Thursday, September 25, 2008

Patience and lack there of....

I need to learn how to be more patient!!! It is 4:57pm and I am sitting here STILL waiting for UPS to deliver my package. A package I apparently need to sign for... I'm starting to stew, you see I had my day all planned out. I was going to get up, do admin stuff, shower, run to the grocery store, do laundry, cook and write. The only thing I've been able to do all day, is write. Because I know the second, I hop in the shower, go put the laundry in or anything that doesn't allow me to run to the door... they will appear. I always tend to be the last person on their route, no matter where I live. And it is causing me great frustration (all though it has given me an awesome idea for a short story).

UPS aren't the only ones causing my patience to run thin. I have come to realize today that it isn't just delivery guys. I am impatient in soooo many other ways. Losing weight for instance. I know you can't rush it, that in order for you to lose weight and keep it off you need to do it slowly and properly. I get that. I have been working out every single day with my wii fit since the beginning of August and was starting to get frustrated on monday. In my mind at the rate I work out I should have lost 20 lbs by now... not 8. I should have better definition and look buff... Um.. I had to remove myself from fantasy land!!! 8lbs in month and half is pretty damn good! So I've convinced myself to not give up again. To keep working out. I love to eat, so unless I want to end up at 300lbs, I need to keep pushing on.

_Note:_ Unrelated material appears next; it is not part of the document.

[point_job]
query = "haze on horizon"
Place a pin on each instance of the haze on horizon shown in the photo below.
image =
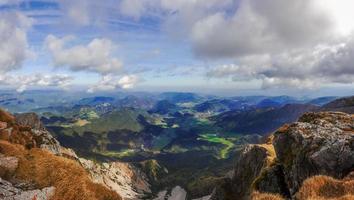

I have zero patience when it comes to dating, relationships etc. I'm a brat, I need lots of attention all the time and when I don't get it as often as I like, I write people off. I figure they can't make the effort, then why should I. Of course this all comes from one bad experience, where I was extremely patient with one person and in the end I felt like I wasted so much time! From that point on, I lose patience pretty much right away. This also goes for people in general. I've tried to change this but can't. I feel by doing that I'm lowering my standards of how I expect to be treated. I refuse to do that anymore. But the pay off can't be pushing people away due to my lack of patience.

Then there is my career. I understand my chosen field of writing is never a overnight success type. There is a lot of long hard work that needs to be done before I can ever reach success.

I need to be more realistic. I need to be more patient. I need to stop being a brat.